As our children grow into their own people, who are free to make their own decisions, parents can get pretty scared about what decisions they will make. We hope that we have instilled good values and they will make healthy decisions for themselves, but the reality is, teenagers’ brains prime them to make not-so-good decisions. The human brain doesn’t fully develop until the mid-twenties, and the last part of the brain to fully develop is the Prefrontal Cortex, which is the part of the brain responsible for impulse control and logical thinking. So not all of a teenager’s brain is “online” yet, and the part that is most “off-line” is the part that actually helps them make logical decisions. At the same time, the sensation-seeking parts of the teenage brain are more active than they were during elementary/middle childhood or will be during adulthood. So it’s natural for teenagers to seek out new (and sometimes risky) experiences.
Physiologically, there are a lot of reasons why teenagers who have been raised with great values, can make decisions that leave us adults scratching our heads. Parents often think, “But they know better!” and “She wasn’t raised like that!” Please know that some poor decisions are very normal, based on what is going on in the teenager brain. The good news is, there are some things parents can do to help their teenagers through this time, and remember, this too shall pass!
For starters, it’s important to remember that even if your child makes a “not-so-wise” decision, s/he is not a horrible kid. They are just going through a natural developmental phase that we have all gone through. It’s important to continually remind yourself about what is going on with their brain development, and make sure they know that at times, it will likely be difficult to make the “right” choice. Talking to your child about what is going on with his/her brain is important. This way you can talk about how to handle situations where there may be more likelihood that they do something impulsive or risky, in a non-blaming/judgmental kind of way.
It’s also just so important to have open communication. And what I mean by “open communication” is communication that is non-shaming and non-judgmental. We always want to communicate unconditional acceptance of our child, even though we may feel very judgmental of whatever decision they may have made. Make sure to distinguish between the child as a person, and the child’s choices/behaviors. Yes, there is a connection between our choices and our character, but considering what a teen’s brain is going through, some poor decisions do not necessarily show us much about their actual character. Teenagers also need to know your love is not conditional on their choices or behaviors. Children that really feel this have a much easier time making healthy decisions for themselves later, because through your unconditional love, they will develop self-acceptance. And the more a person has high levels of self-acceptance, the more they will be empathetic of others, which usually leads to healthier decision making in many areas of our lives.
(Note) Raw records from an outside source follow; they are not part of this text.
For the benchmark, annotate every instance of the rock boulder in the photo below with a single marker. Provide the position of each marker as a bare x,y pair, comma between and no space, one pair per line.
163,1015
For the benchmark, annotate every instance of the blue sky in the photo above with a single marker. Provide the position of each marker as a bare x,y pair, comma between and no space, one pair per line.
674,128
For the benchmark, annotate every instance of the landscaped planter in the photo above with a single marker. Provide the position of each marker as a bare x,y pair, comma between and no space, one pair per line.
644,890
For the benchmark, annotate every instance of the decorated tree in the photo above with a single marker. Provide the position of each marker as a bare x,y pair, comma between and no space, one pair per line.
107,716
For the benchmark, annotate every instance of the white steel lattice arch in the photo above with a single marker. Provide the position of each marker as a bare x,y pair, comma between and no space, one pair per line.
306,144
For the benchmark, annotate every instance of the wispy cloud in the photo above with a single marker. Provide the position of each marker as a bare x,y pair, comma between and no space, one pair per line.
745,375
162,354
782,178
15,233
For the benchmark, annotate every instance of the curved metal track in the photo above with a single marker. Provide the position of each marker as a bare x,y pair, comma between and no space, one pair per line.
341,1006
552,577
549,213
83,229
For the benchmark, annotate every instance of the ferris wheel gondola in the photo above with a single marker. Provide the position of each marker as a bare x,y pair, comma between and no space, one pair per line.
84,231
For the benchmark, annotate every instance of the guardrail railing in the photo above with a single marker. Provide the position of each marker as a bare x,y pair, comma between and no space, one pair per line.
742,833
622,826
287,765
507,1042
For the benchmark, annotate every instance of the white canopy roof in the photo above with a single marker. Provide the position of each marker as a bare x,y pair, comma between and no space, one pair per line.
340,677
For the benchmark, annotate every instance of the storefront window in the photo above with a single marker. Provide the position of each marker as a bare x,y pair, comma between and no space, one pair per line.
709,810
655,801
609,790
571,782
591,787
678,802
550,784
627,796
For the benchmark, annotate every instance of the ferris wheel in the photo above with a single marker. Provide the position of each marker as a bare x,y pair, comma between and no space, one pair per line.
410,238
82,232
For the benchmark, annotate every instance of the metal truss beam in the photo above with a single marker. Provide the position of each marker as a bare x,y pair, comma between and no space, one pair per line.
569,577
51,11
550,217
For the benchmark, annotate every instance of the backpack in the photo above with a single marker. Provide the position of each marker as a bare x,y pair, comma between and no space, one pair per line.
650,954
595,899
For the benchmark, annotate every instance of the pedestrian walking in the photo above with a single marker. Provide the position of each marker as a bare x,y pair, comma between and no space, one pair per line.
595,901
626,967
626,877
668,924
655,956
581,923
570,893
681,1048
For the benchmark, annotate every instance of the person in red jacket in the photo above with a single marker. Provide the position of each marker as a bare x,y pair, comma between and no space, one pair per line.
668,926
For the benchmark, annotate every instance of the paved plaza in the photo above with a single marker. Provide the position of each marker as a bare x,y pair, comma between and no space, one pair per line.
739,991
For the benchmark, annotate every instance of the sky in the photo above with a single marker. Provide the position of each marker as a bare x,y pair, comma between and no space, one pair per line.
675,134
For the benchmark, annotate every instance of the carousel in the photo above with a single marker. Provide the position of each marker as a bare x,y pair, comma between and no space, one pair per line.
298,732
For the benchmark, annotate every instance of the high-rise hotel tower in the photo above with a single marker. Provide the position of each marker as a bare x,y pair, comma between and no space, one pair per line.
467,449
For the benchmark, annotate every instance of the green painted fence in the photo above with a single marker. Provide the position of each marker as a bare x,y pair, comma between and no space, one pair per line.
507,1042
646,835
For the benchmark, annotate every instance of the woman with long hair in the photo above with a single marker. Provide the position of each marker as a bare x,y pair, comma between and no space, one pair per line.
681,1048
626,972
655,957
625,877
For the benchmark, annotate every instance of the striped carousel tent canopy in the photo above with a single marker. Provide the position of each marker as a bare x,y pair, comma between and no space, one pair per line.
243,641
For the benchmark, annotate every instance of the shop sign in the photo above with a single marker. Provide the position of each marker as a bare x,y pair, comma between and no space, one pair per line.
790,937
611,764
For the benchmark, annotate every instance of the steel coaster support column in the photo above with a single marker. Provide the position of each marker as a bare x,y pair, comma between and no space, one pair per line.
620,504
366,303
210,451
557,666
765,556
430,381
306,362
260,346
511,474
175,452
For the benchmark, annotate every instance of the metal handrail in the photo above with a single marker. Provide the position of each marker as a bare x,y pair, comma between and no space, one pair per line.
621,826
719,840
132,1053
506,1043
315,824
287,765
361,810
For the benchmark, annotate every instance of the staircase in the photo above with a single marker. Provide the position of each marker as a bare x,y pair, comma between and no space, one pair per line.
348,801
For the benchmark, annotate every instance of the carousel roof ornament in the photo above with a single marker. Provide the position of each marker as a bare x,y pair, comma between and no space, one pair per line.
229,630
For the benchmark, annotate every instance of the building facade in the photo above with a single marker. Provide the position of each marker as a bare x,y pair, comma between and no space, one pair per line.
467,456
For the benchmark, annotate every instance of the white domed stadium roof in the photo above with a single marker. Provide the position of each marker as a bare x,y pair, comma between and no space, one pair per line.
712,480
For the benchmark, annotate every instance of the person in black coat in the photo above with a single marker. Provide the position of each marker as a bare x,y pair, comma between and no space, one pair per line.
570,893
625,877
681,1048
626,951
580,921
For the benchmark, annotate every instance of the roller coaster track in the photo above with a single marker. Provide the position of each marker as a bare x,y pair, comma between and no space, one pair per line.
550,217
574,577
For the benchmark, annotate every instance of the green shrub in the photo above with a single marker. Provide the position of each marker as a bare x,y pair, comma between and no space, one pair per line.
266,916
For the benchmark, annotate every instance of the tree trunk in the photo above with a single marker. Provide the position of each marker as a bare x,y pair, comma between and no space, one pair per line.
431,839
It’s also really important to communicate the connection between responsibility and freedom. As teenagers grow, they need to see that they more they are able to make good decisions, the freer the parental reins will be. And it’s important for teens to see that the limits parents place are there to help keep the teens safe and healthy (since teens brains will probably not totally do this for them yet) rather than being there to have excessive control over the teenager. So it’s natural that the more a teens is able to be responsible and safe, the less the parents will have to do this for them. Allow your teens small opportunities to practice responsible/safe behavior, and build on those.